By MICHAEL PERKINS
FOR SOME, UTTERING THE WORD ABSTRACTION ALOUD is like saying bringing up politics at a family get-together, in that it forces people to take sides, or to account for their taste in front of others. And when you tie that scary word to art, specifically photography, people start to forget about making pictures, and begin wondering “what it all means”, or, worse, what an image is “supposed to be about”. We start making photos like regimented school children, all of us coloring the sun the same yellow and always drawing people with eyes in the same part of their face.
Instead of using the term abstraction to describe the idea of seeing something differently, I prefer the word extraction, as if we are pulling something different out of a subject. And it’s really not that academic. When we abstract/extract something, we are changing the relationship between the object and how we typically view it. Can showing just part of its shape register in our brains differently than viewing the entire thing? If I interpret it in monochrome versus color, can I re-shape the way you look at its positive (light) or negative (dark) space?
In abstracting/extracting, aren’t we really acting like designers, taking the familiar and rendering it unfamiliar to look at how it’s made and how we interact with it? Just as a designer might decide to create a different kind of teapot, can’t we take an existing teapot and change the way it impacts the eye? That’s all extraction is; one more way to shuffle the deck.

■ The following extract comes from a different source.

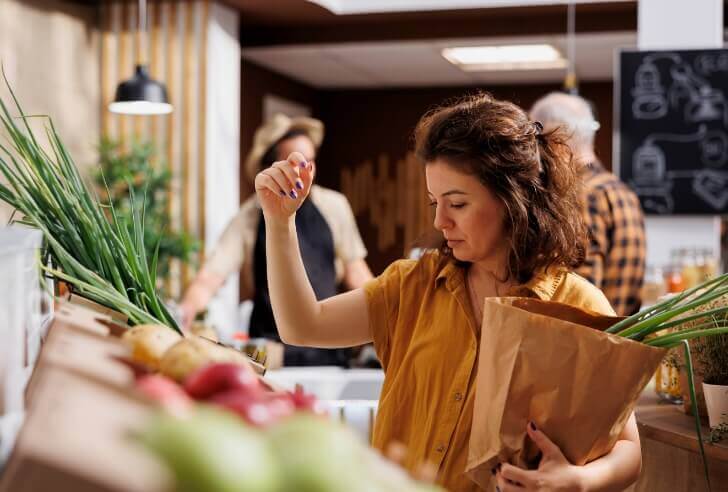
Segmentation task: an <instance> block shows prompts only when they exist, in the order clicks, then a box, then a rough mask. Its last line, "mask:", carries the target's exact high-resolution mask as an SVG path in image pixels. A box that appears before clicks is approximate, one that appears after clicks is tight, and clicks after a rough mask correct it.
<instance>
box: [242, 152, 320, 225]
mask: <svg viewBox="0 0 728 492" xmlns="http://www.w3.org/2000/svg"><path fill="white" fill-rule="evenodd" d="M314 173H315V169H314V164H313V163H312V162H311V163H309V162H306V159H305V158H304V157H303V155H302V154H301V153H299V152H293V153H292V154H291V155H290V156H288V159H286V160H285V161H278V162H275V163H273V165H272V166H271V167H269V168H267V169H264V170H262V171H261V172H259V173H258V174H257V176H255V193H256V194H257V195H258V202H259V203H260V206H261V208H262V209H263V215H265V218H266V220H275V221H281V222H284V221H286V220H287V219H288V218H290V217H291V216H292V215H293V214H295V213H296V210H298V207H300V206H301V204H302V203H303V201H304V200H305V199H306V197H307V196H308V193H309V192H310V191H311V185H312V183H313V176H314Z"/></svg>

The object at the top of the page, a rare injection-molded plastic saxophone from the 1940’s, had already been “abstracted” by its designer, since we all have a traditional way of visually “knowing” that instrument. That is, it’s supposed to be brass-colored metal, curve in such-and-such a fashion, and feature ornamentation of a set type. Prominently, the designer re-ordered the sax’s features… in plastic, with browns and purples arranged in a fluid, stylized flow of elements. That means, that, as a photographer, I begin with my own set of expectations for the object already substantially challenged. Further, in photographing it, I can rotate the sax, compose it in the frame in an alternate fashion, reassign or intensify its colors, or, as in the small insert(which is a composite of a color negative, a monochrome negative, and a color positive), even change the relationship between surface and shadow.
There is a reason why even the police “abstract” a face into two interpretations, using both head-on and profile views in mug shots. Fact is, when you choose the viewpoint on an object, you change the interpretation of how the eye “learns” it. You extract something fresh from it . That’s the nature of photography, and scary words like “abstract” shouldn’t halt the ongoing conversation about what a picture is…or isn’t.